When medical device HFE practitioners talk about “users” we are talking about caregivers, healthcare professionals, and patients themselves. That means we must simulate quite diverse use environments, from hospital ICUs to living rooms. Is there something about the ICU lighting at night that might make using a device problematic? Then we would test the usability of the device in the correct amount of light to simulate that environment. If the patient is the user, then we have to take into account any medical conditions the patients might have that could affect their interaction with the device. For example, can a person with arthritis in their hands actuate the device that contains an arthritis medication? Our focus is on whether a device can be used safely and effectively by the intended users.
Unlike other HFE fields, an aspect of HFE in medical device design in the United States is that we function under regulation from the FDA. In 2011, The FDA published a draft guidance document, “Applying Human Factors and Usability Engineering to Optimize Medical Device Design,” that represents their current thinking on HFE. For validation studies, we follow this guidance on user group size, decay of learning times, etc. HFE work in most fields is not regulated. The FDA requirement for HFE testing on medical devices is moving the ball down the field toward safety. Remember that medical errors happen all the time and hospitals are complex systems filled with humans.

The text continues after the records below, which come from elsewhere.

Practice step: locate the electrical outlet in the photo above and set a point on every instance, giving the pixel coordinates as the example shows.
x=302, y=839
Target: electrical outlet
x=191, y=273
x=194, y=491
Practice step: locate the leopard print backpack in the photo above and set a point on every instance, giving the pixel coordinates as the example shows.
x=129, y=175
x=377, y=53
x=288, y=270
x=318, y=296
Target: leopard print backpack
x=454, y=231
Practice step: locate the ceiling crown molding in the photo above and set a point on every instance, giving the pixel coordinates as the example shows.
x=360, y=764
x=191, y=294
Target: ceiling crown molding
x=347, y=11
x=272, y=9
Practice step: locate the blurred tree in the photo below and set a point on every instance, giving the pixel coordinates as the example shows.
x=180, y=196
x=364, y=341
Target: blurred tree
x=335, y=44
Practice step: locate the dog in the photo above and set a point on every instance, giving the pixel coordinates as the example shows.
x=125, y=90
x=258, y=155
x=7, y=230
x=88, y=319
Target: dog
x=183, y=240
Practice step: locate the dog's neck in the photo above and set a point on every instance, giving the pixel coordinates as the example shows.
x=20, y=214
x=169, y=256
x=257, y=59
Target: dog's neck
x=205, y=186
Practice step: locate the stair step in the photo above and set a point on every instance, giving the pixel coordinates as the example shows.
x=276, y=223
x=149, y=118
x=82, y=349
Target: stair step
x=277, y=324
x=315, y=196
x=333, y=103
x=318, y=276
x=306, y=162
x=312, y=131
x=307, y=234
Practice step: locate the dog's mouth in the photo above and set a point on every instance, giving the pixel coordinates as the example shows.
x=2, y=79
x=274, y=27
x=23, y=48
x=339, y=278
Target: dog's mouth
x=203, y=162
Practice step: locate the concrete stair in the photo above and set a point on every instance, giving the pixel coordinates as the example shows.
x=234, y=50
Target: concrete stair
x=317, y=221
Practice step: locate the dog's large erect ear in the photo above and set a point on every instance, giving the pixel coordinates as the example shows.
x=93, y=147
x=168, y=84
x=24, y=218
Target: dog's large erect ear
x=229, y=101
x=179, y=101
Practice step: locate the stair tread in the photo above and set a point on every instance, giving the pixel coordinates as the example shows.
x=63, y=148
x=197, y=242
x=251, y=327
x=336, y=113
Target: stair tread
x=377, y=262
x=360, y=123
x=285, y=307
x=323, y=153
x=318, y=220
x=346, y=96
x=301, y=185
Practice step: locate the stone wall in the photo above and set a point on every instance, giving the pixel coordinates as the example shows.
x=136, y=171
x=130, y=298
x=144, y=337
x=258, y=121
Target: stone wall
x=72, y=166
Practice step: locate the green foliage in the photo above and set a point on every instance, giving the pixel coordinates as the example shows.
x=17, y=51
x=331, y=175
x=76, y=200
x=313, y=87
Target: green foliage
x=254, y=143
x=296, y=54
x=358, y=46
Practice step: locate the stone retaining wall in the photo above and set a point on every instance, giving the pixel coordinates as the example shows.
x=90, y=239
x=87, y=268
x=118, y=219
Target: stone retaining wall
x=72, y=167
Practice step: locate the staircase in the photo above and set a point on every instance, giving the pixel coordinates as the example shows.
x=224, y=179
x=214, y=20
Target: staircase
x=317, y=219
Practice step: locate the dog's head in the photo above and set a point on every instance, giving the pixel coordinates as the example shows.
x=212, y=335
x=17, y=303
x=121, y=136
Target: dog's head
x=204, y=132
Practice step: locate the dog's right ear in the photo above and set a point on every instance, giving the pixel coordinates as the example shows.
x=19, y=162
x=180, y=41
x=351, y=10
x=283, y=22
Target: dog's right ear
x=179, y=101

So why should manufacturers incorporate HFE early on in their medical device design process? It comes down to a few important reasons. Until you see a user using your product in the correct use environment, you really do not know what is going to happen. This is a learning process and actually is part of the fun. It is also crucial to making the safest and most effective device. You do not want to discover a problem late in development—perhaps even years into development—when changes to the device can be costly and impractical. It is easier, cheaper, and a more dynamic process to identify early in development what changes are required and then be able to make those appropriate device alterations.
You do not want to be surprised during your validation testing. And if you learn something during that testing and there is a fix that will reduce risk, then you may be required to make that change. By now, you know what comes next—you test the device again! Do yourself and your medical device a favor and incorporate HFE early and often in the design process.